The gap between the laboratory and the launchpad
Rosatom’s plasma engine is a laboratory prototype. The gap between a prototype that produces six newtons of thrust in a vacuum chamber and a flight-ready system capable of propelling a crewed mission to Mars is not a gap that can be closed in four years under any realistic assessment. Igor Maltsev, head of RSC Energia, acknowledged as much in mid-2025, publicly warning that expectations in Russia’s space sector had consistently outpaced realistic capabilities.
The engine is also part of a broader programme that has faced sustained structural difficulties. Roscosmos, Russia’s state space corporation, has reported cumulative net losses exceeding 90 billion rubles since its establishment in 2015. It has lost roughly 90 percent of its commercial launch service contracts since the invasion of Ukraine, and 2024 was on track to mark Russia’s fewest orbital launches since 1961.

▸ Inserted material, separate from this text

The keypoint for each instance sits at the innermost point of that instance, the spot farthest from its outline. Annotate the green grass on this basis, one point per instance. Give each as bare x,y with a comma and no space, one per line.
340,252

The plasma engine announcement exists within this context. It is genuine research, conducted by credible scientists, producing measurable results. It is also a national technology programme, launched in 2025 under the banner of “New Nuclear and Energy Technologies,” with explicit goals of demonstrating technological sovereignty. The science and the politics are not separable here.
What the gap reveals about priority
The philosopher of technology Langdon Winner once argued that technological artefacts have politics — that the choices embedded in what gets built, and what does not, reflect and reinforce particular distributions of power and attention. A plasma engine capable of reaching Mars is not politically neutral. Neither is the decision to allocate nearly a trillion rubles to space activities in a country where rural sanitation infrastructure has not meaningfully improved in decades.
This is not to suggest the money is fungible — that every ruble spent on plasma propulsion could straightforwardly have gone toward indoor plumbing in rural Siberia. Infrastructure investment and advanced research funding draw from different political and institutional channels. The comparison is not a budget argument. It is a question about what a society decides to make visible.
Space programs are extraordinarily visible. They produce images, announcements, and narratives of ambition that travel globally in hours. The absence of indoor sanitation in rural areas is invisible almost by design. It does not generate press releases or vacuum chamber test footage. It accumulates quietly in statistical reports that are not widely read.
What this means for how we evaluate space ambition
None of this is an argument against plasma propulsion research. Faster interplanetary travel matters, for astronaut health, mission planning, and the long-term question of whether humanity can sustain a presence beyond Earth. The science Rosatom is pursuing is real and consequential.
But the gap between a thirty-day Mars transit and two-thirds of rural households without toilets is not a detail. It is the context in which the ambition sits. And context shapes what ambition actually means.
Every space program asks a version of the same implicit question: what are we building toward, and for whom? The answer is rarely as universal as the launch footage suggests. Space programs tend to be built by and for particular classes of people, particular institutional interests, and particular visions of the future — visions that do not always include the people living closest to the ground, in every sense.
The plasma engine may one day work. The thirty-day Mars timeline may narrow. And when the first mission departs, it will be filmed, broadcast, and celebrated as a triumph of human ingenuity.
The question worth holding alongside that moment is a simple one: what else was possible with what was spent, and who decided it could wait?